Replacing twitter with discord
# forum
j
I've really been enjoying this discord server. The forum channel + chat channel is a nice combo, and the whole thing is nice and lightweight, as opposed to e.g. Discourse. I've also had far more discussion on this server than I ever had on Twitter! This is a topic I've thought about before and which is resurfacing: what might it look like if small community things like Discord were used as a wholesale replacement for social networks like twitter, mastodon etc. Or more concretely: what features might I add to Yakread to support that? Using this server as a prototype, while trying to do everything in a generic way, I could: 1. develop discord.tfos.co a bit more, or use linen.dev more, or do something so that the forum contents are are available publicly 2. Add some kind of metadata to my newsletter that links to the public syndication of the forum 3. Make Yakread check newsletters to see if they have that special metadata, and if so, mix posts from the forum into your social feed or something (i.e. the feed you get occasionally if you've connected to twitter or mastodon) the awkward thing using discord in tandem with the newsletter is that it's a separate thing, when "you signed up for the newsletter" is by itself a decent amount of signal that you might be interested in seeing posts from the forum. It's not that bad to just manually link to some of the discussions from the weekly newsletter. But it feels like there's room for a better experience. And maybe this yakread thing would provide that better experience! In effect, it'd be like "1) instead of a twitter account, make your own lightweight discord server, 2) instead of having people follow you on twitter, have them sign up for your newsletter, 3) anyone who signs up for your newsletter* will automatically "follow you" on discord as well" *with yakread at least, but other reader apps could/should theoretically do the same thing
Implementation-wise, I think I'd just need an rss feed of the discord server's contents, similar to https://tfos.co/p/rebuild-social-media/, don't necessarily need a human-viewable page with the forum contents. The RSS feed would need to have some metadata, like an invite link for the discord server, and the link for the original post that people can follow once they've joined the server.
So, if everyone used without-loss-of-generality Yakread and Discord in this way, I'm curious as to how that'd compare to twitter and mastodon and such. Subcommunities would be more clearly defined, each with its own moderation. You still get a single feed (in yakread) that would give the same kind of experience as scrolling twitter, but if you want to reply you have to click on the post and go to whatever community its hosted in, and be subject to its moderation. There'd be no retweet; harder for stuff to go viral => less competition for genuine discussion? overall I'm really liking the setup--I think it'd give the best of both worlds, with having my newsletter be the main thing that people sign up for if they want to follow me, but then also having tighter social-media-esque interaction here on discord, while keeping it all low-friction.
(Discord is clearly doing a good job of taking social media's place in terms of getting me to use it when I should be working/sleeping)

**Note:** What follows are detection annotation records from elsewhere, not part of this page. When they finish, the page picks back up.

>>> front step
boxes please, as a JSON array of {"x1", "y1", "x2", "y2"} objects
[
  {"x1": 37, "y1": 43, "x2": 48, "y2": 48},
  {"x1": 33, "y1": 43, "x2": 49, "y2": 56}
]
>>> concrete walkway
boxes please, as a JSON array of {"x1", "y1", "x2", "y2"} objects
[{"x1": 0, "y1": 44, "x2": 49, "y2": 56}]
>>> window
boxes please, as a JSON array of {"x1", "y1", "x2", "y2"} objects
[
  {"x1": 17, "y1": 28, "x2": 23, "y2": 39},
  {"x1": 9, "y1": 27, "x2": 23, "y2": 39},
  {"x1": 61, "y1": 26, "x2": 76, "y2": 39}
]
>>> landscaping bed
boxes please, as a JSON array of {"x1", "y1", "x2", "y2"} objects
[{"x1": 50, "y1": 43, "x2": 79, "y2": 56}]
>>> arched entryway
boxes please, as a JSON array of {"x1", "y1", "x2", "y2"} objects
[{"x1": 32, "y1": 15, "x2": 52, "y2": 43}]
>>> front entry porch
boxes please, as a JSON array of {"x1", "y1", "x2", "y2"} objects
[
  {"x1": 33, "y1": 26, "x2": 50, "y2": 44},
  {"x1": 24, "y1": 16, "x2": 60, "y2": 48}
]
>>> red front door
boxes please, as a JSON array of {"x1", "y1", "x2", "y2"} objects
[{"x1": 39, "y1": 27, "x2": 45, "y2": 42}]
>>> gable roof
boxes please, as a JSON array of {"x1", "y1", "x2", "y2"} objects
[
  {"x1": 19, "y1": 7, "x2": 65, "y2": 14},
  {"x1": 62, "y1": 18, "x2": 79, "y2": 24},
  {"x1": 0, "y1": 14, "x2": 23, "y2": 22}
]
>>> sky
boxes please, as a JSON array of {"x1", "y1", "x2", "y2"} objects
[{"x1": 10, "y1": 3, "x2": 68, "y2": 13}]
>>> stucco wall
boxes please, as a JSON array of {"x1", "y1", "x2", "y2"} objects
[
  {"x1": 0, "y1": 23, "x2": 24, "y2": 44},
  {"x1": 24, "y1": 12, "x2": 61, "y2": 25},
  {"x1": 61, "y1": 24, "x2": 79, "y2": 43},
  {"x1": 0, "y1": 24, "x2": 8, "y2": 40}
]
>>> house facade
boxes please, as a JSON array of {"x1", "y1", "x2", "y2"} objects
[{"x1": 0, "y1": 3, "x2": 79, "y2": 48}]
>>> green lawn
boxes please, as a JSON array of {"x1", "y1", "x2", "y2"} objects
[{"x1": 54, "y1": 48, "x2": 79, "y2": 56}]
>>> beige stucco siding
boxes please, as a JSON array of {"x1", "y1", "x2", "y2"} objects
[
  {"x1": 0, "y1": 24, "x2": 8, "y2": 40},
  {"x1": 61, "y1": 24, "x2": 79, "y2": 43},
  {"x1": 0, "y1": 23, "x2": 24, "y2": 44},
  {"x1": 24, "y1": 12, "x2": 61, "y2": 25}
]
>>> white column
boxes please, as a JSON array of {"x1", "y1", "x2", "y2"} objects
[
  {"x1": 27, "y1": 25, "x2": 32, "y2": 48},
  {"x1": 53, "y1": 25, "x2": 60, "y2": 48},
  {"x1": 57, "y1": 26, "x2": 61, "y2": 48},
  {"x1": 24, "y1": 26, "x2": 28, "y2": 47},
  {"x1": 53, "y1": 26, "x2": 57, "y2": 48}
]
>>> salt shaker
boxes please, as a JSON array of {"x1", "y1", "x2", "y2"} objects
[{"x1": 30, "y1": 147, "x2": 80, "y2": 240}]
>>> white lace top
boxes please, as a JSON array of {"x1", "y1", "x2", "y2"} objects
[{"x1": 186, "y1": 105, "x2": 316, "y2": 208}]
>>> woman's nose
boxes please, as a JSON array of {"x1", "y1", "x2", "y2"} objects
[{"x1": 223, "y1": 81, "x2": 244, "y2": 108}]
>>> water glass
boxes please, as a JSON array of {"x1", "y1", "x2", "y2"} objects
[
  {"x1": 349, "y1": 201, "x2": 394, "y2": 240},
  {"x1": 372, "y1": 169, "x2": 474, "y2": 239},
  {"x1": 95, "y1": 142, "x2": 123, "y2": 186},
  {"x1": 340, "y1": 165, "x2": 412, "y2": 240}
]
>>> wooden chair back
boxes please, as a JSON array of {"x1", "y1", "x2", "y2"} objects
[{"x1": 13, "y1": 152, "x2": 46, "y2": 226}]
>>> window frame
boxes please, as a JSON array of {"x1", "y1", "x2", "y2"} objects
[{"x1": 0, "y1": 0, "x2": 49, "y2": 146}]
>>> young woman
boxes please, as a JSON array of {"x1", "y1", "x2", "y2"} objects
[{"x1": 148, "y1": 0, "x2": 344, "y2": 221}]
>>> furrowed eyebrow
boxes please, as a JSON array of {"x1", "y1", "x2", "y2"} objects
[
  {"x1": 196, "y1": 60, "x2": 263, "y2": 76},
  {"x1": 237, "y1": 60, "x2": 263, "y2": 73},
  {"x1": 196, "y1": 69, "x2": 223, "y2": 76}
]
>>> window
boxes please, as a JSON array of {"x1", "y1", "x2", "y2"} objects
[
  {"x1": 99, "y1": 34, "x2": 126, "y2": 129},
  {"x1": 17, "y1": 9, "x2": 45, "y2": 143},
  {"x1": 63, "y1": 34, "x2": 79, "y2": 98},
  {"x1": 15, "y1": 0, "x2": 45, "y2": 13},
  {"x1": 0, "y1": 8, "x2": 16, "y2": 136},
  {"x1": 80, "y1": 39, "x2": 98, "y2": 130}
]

to phrase the benefits another way: I would personally love it if lots of other people made discord servers + newsletters in this way so I could follow them in yakread
on privateness/publicness: I guess the RSS feed doesn't even need to be totally public--it could be a secret feed that's only contained in the newsletter's metadata. (If we get fancy, it could even be protected by a per-subscriber token, but probably overkill imo).
sovereignty: since the "follow" is linked to yakread + the newsletter, I could theoretically switch from discord to some other platform, and anyone following me in yakread would still get updates (since I'd update the newsletter with the new feed)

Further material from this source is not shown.